Okee dus: ik had milder kunnen zijn, ik had meer aan ontspanning kunnen doen, en toch dat middagdutje af en toe wellicht. En verder? Dr. Short gaf de nodige lifestyle-tips. Een paar ervan hadden betrekking op sporten. Over trainen en presteren ging het (helaas) niet, wel over hoe je je sporten zo kunt inrichten dat je minder last hebt van de overgang:
- Wissel veel af, en maak krachttraining en iets met een kalmerend effect op je lichaam, zoals yoga, onderdeel van je routine. Krachttraining en yoga hebben mogelijk een gunstige invloed op overgangskwalen, althans, op opvliegers (daar is kennelijk het meeste onderzoek naar), als je het tenminste gedurende langere tijd regelmatig doet.
- Doe niet ineens heel gek, dus ga niet plotseling veel HIT-training doen.

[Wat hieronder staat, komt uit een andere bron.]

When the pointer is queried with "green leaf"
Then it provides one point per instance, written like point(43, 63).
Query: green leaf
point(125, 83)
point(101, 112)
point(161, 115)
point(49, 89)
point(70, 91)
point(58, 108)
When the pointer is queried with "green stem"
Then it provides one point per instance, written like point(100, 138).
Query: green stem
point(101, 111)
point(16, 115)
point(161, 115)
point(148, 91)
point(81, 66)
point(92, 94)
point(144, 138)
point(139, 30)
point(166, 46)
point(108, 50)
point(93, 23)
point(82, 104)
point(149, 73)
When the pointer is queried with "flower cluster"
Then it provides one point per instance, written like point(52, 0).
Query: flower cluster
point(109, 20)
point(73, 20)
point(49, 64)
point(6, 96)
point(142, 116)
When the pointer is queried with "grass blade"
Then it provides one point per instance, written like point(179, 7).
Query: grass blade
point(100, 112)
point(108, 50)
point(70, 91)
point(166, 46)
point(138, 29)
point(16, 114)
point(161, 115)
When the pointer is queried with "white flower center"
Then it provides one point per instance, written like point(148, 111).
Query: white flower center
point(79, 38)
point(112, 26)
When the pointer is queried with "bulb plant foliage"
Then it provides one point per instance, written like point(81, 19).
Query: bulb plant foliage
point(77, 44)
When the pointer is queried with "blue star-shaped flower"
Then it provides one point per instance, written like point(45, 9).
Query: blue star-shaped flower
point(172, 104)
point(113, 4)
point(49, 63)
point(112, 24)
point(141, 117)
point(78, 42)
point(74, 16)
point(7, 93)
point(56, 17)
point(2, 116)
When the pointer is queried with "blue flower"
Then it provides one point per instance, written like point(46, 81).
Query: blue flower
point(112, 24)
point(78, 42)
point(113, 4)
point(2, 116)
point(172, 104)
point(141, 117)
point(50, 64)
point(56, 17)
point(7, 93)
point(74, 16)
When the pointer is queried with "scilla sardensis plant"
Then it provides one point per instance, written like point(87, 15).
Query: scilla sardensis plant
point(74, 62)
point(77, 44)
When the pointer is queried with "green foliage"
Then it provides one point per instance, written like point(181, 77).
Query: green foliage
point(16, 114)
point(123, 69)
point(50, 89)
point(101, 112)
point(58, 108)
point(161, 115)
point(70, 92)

Als je iets wilt veranderen, doe dat dan geleidelijk.
- Er is geen onderzoek waaruit een relatie blijkt tussen duurtraining en de overgang/opvliegers, anders dan de algemeen bekende effecten zoals die op je humeur.
- Sport niet ’s avonds – voor een betere nachtrust (merkte ik zelf geen effect van overigens).

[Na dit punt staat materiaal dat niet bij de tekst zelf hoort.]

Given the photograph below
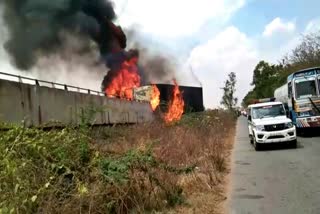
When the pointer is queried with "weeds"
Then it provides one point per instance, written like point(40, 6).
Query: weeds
point(124, 169)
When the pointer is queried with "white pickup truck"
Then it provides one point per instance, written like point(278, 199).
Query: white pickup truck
point(268, 123)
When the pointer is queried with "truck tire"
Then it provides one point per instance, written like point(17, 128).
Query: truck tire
point(294, 144)
point(257, 146)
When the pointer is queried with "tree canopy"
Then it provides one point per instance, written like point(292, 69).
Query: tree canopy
point(267, 77)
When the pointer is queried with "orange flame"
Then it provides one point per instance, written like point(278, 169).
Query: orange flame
point(125, 81)
point(155, 97)
point(176, 105)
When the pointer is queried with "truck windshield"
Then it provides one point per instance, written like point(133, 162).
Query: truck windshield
point(305, 88)
point(268, 111)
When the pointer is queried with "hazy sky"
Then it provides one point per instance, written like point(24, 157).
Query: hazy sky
point(216, 37)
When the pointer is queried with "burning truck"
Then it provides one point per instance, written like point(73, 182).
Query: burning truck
point(88, 20)
point(124, 79)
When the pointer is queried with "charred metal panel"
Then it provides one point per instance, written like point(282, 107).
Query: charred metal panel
point(40, 105)
point(193, 97)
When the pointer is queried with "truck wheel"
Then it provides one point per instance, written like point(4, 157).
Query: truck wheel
point(257, 146)
point(294, 144)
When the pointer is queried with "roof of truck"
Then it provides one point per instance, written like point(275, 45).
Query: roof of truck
point(264, 104)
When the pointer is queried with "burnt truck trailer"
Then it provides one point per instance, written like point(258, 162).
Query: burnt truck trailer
point(192, 96)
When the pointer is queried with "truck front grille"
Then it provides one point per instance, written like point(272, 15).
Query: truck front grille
point(275, 127)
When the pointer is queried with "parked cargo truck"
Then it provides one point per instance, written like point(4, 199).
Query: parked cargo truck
point(301, 95)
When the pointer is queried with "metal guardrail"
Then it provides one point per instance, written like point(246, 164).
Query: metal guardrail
point(54, 85)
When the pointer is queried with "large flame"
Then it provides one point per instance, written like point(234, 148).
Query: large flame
point(155, 97)
point(125, 81)
point(176, 105)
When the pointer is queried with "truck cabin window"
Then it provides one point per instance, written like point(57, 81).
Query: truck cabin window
point(305, 88)
point(268, 111)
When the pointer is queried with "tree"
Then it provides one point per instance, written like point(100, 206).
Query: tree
point(228, 99)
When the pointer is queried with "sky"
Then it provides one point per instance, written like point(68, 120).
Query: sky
point(216, 37)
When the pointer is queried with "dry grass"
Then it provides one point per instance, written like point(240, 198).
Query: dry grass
point(177, 168)
point(203, 139)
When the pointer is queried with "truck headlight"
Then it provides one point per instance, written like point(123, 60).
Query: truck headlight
point(260, 128)
point(289, 125)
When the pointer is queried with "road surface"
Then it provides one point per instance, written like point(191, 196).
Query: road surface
point(276, 180)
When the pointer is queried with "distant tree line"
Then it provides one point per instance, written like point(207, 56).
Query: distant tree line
point(267, 77)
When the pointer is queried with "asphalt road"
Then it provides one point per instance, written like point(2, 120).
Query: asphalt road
point(276, 180)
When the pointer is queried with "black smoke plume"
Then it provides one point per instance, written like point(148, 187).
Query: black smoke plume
point(35, 27)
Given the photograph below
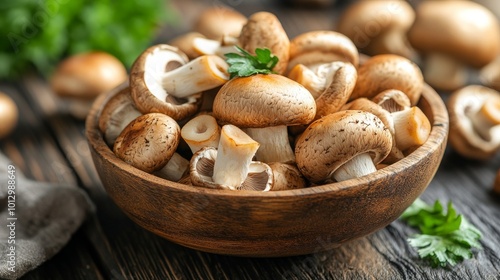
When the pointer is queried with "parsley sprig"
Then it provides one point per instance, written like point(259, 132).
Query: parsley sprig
point(446, 238)
point(246, 64)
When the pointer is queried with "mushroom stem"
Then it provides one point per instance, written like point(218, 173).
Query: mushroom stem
point(358, 166)
point(201, 131)
point(487, 117)
point(443, 72)
point(274, 144)
point(411, 128)
point(175, 168)
point(234, 155)
point(200, 74)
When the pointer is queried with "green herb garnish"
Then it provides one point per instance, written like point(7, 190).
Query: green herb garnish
point(446, 238)
point(246, 64)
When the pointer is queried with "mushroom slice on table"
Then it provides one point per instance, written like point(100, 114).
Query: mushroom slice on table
point(118, 112)
point(379, 27)
point(341, 146)
point(146, 83)
point(453, 36)
point(201, 131)
point(475, 121)
point(264, 30)
point(148, 142)
point(322, 46)
point(230, 166)
point(264, 105)
point(389, 71)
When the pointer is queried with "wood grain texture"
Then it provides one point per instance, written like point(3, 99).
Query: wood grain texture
point(117, 248)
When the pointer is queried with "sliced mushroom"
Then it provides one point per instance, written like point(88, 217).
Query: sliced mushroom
point(389, 71)
point(201, 131)
point(148, 142)
point(264, 30)
point(343, 145)
point(454, 35)
point(9, 114)
point(323, 46)
point(475, 122)
point(230, 166)
point(379, 27)
point(147, 89)
point(264, 105)
point(118, 112)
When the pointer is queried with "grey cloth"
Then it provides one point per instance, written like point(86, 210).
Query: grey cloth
point(40, 221)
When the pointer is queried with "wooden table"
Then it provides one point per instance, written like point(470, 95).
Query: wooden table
point(49, 145)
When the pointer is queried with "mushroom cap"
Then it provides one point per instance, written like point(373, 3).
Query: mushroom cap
point(9, 114)
point(462, 135)
point(264, 30)
point(219, 21)
point(262, 101)
point(322, 46)
point(146, 88)
point(118, 112)
point(389, 71)
point(333, 140)
point(87, 75)
point(365, 21)
point(148, 142)
point(464, 30)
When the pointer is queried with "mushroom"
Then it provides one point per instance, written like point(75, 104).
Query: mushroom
point(389, 71)
point(219, 21)
point(286, 177)
point(264, 105)
point(475, 121)
point(341, 146)
point(201, 131)
point(454, 35)
point(230, 165)
point(264, 30)
point(322, 46)
point(148, 142)
point(9, 115)
point(331, 84)
point(146, 85)
point(86, 75)
point(118, 112)
point(379, 27)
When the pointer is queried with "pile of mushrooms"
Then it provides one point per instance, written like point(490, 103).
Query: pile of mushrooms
point(321, 117)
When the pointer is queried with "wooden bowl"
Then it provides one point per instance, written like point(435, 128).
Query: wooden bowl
point(270, 224)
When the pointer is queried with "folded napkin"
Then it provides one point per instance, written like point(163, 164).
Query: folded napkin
point(36, 219)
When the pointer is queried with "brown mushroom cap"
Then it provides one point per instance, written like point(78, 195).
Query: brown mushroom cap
point(378, 27)
point(218, 21)
point(9, 115)
point(148, 93)
point(464, 30)
point(148, 142)
point(333, 140)
point(464, 137)
point(389, 71)
point(264, 30)
point(87, 75)
point(263, 101)
point(322, 46)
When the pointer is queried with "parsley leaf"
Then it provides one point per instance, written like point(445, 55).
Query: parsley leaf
point(246, 64)
point(446, 238)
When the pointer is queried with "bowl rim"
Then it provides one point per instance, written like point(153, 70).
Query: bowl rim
point(438, 136)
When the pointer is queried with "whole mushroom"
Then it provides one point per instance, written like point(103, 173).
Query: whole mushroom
point(379, 27)
point(452, 36)
point(475, 121)
point(341, 146)
point(264, 105)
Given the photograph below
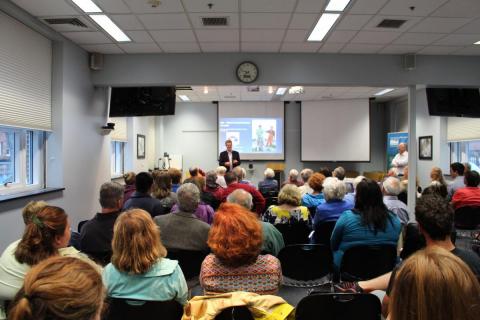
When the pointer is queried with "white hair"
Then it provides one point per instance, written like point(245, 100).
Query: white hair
point(334, 189)
point(269, 173)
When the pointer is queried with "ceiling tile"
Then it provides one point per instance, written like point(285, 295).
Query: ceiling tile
point(230, 35)
point(418, 38)
point(127, 22)
point(166, 6)
point(353, 22)
point(300, 47)
point(268, 5)
point(303, 21)
point(458, 40)
point(220, 46)
point(422, 7)
point(341, 36)
point(459, 8)
point(375, 37)
point(367, 6)
point(440, 25)
point(265, 20)
point(140, 47)
point(47, 7)
point(219, 6)
point(180, 47)
point(103, 48)
point(233, 20)
point(87, 37)
point(165, 21)
point(173, 35)
point(260, 46)
point(261, 35)
point(139, 36)
point(310, 6)
point(361, 48)
point(113, 6)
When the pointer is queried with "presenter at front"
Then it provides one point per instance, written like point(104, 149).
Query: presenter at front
point(229, 158)
point(400, 161)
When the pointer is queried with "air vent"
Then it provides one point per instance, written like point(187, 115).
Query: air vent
point(71, 21)
point(391, 23)
point(215, 21)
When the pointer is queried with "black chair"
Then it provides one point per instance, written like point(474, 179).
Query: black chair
point(339, 306)
point(367, 262)
point(305, 262)
point(130, 309)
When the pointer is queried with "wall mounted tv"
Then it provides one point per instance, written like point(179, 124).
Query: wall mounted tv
point(142, 101)
point(454, 102)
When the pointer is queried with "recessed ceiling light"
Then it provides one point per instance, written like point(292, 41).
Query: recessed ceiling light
point(87, 6)
point(110, 27)
point(324, 24)
point(381, 93)
point(337, 5)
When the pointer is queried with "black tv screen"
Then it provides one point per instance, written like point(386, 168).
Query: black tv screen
point(142, 101)
point(454, 102)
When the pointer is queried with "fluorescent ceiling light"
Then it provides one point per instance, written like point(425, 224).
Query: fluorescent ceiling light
point(324, 24)
point(337, 5)
point(381, 93)
point(110, 27)
point(87, 6)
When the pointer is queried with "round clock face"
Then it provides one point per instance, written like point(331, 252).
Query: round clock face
point(247, 72)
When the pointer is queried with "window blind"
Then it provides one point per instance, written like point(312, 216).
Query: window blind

- Bij stijfheid van spieren en/of gewrichten helpt een langere warming-up – veel vrouwen hebben dat nodig, een wat rustigere start van het sporten.
- Mogelijk heeft blootstelling aan koud water, zoals ook in het koude seizoen in open water zwemmen, een gunstig effect – ik heb even gemist of dat ook weer op opvliegers was of algemener. Het was weer een boel rad Engels, de informatiedichtheid was hoog!
- En verder onder andere: ga bij serieuze problemen altijd naar de huisarts, overweeg hormoonsuppletie, en experimenteer met plant-based voeding.
Meer in het algemeen zei dr. Short dat je lichaam in de overgang minder voorspelbaar en minder vergevingsgezind is. Dat herken ik zeer zeker!